2019 will see the 55th Speaker of the House elected by his or her peers, and it remains to be seen whether it will be a Republican or Democrat. Both parties will be faced with the choice of sticking with the status quo or turning to new leaders.
Regardless of whether they win or lose the House, Democrats will have to decide whether to support Nancy Pelosi, their leader for over a decade. At 78, Pelosi would be the second oldest Speaker ever elected, while Steny Hoyer, who is 79 and number two in the Democratic ranks, would be the oldest-ever elected Speaker. It has been reported that 46 Democratic candidates and 11 current Democratic House members have said they will not vote for Pelosi for Speaker. This could be a problem for Pelosi as the Speaker is elected by a vote of the entire House.
Republicans also have questions to answer, win or lose. Speaker Paul Ryan is retiring, and he has endorsed his second-in-command, Majority Leader Kevin McCarthy. Some Republicans, however, would prefer Majority Whip Steve Scalise, who has said he will not challenge McCarthy. Long-shot candidate Jim Jordan, leader of the Freedom Caucus, has thrown his hat into the ring. If Republicans retain the House, Trump loyalists would likely be buoyed, while if they lose the question will become what do we do to win in 2020 and do we stick with the President.
The margin of victory will be a key factor for both sides in determining who would take over as Speaker. Democratic ranks have been restless, while Republicans will have to sort out their loyalties to the President. With fivethirtyeight projecting that Democrats win a net of 33 seats, the margin in the House would be the closest it has been since the 107th Congress (2001-2002), making party unity a must-have in order to move legislative priorities in the 116th Congress.
In midterm elections since 1862, the president's party has averaged losses of about 32 seats in the House and more than two seats in the Senate. Only twice, in 1934 and 2002, has the president's party actually gained in both the House and the Senate.

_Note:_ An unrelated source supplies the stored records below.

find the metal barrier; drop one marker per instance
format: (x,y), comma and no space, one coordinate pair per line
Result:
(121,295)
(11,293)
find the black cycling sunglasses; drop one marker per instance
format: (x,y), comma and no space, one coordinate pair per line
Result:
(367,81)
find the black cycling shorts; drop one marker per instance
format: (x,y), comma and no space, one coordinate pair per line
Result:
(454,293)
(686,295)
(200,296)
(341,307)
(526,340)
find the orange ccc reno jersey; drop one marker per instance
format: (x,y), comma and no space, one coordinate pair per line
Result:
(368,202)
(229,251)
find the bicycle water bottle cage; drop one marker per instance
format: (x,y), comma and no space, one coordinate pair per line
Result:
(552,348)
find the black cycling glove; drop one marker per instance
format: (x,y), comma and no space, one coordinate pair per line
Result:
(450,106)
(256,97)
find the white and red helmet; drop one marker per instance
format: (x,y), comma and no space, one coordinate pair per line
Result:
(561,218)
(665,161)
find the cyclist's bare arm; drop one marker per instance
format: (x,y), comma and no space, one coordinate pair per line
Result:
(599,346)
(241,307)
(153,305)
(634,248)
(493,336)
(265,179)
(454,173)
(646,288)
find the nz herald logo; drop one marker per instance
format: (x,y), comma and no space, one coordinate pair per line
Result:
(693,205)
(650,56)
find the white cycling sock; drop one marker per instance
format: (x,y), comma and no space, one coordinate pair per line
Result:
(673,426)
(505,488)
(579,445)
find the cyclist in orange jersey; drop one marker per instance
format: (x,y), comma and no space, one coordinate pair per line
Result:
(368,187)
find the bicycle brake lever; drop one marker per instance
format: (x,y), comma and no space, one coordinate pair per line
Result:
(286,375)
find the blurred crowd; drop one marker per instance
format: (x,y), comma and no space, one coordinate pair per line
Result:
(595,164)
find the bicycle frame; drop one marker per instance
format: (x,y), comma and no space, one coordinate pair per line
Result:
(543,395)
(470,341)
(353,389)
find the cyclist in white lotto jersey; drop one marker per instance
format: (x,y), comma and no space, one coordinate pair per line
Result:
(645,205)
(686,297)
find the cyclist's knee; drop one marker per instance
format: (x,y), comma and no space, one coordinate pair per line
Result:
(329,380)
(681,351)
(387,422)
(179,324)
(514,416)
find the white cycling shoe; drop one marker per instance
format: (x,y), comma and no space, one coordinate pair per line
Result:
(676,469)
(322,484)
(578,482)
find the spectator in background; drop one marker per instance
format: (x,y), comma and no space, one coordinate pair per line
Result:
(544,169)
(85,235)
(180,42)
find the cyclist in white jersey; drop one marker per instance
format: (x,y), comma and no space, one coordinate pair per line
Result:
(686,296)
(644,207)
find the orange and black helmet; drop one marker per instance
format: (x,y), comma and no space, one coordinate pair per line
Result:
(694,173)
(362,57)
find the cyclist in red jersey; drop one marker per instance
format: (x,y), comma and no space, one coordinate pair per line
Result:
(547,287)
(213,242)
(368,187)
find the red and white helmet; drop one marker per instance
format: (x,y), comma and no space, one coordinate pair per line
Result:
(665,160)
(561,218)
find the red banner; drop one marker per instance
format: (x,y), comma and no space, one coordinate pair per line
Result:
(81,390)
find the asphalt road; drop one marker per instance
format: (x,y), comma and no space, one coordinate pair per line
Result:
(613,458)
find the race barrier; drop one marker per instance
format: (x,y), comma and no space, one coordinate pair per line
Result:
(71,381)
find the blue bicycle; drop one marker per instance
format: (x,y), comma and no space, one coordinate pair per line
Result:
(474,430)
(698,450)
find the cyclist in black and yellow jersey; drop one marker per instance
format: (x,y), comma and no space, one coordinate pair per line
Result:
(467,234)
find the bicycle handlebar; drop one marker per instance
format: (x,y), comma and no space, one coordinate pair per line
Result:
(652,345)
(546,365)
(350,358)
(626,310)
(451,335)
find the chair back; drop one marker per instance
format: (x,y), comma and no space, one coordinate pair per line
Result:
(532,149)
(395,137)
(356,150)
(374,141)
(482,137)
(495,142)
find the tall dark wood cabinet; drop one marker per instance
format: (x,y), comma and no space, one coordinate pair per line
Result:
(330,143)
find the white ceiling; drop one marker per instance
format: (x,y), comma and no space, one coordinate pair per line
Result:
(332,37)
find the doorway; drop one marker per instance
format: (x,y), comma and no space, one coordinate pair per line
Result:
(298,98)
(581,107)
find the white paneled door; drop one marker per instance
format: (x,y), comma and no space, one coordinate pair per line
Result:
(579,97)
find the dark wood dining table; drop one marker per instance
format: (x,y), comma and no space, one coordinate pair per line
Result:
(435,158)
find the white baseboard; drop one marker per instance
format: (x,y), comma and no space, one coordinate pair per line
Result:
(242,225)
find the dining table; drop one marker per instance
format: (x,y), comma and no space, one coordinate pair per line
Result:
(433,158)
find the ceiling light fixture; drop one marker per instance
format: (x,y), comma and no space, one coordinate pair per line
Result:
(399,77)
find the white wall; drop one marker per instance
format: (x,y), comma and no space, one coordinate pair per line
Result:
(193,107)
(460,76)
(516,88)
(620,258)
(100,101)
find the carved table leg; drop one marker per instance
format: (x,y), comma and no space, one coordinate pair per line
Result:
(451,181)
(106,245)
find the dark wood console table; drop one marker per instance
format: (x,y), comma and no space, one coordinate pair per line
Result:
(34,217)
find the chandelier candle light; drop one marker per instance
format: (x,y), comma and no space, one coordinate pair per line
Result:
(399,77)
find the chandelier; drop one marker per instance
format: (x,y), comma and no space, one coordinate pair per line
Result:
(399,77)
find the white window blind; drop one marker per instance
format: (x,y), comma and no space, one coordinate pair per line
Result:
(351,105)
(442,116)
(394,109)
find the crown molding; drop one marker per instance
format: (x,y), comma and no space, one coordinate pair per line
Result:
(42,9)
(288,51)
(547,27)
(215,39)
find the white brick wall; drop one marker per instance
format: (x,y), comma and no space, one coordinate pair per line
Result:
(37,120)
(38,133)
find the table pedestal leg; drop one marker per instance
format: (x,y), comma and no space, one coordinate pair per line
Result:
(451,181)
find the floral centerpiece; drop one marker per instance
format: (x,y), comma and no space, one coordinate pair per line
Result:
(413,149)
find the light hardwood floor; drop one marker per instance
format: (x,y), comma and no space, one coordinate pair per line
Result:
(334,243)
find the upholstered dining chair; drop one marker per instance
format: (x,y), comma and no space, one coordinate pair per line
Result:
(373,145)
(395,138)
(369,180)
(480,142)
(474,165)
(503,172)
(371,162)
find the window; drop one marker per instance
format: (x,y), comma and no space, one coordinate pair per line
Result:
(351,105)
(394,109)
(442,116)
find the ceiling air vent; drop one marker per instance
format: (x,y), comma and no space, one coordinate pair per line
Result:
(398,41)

The average age of members of the House at the start of the 115th Congress was 57.8 years old, with newly elected members on average being 50.8 years old. Of the open seats in the House, the average age of the departing member is 59.7 years.
Ten-term Republican Paul Ryan is retiring after just three years as Speaker of the House. Trump won the Wisconsin 1st by 11 points, but race rankers have moved the suburban Milwaukee district to Lean Republican from a Safe Republican seat over the past few months.
Republican candidate Bryan Steil is a 37-year-old lawyer from a prominent Wisconsin family who was handpicked by his former boss, Speaker Ryan, to run for the open seat.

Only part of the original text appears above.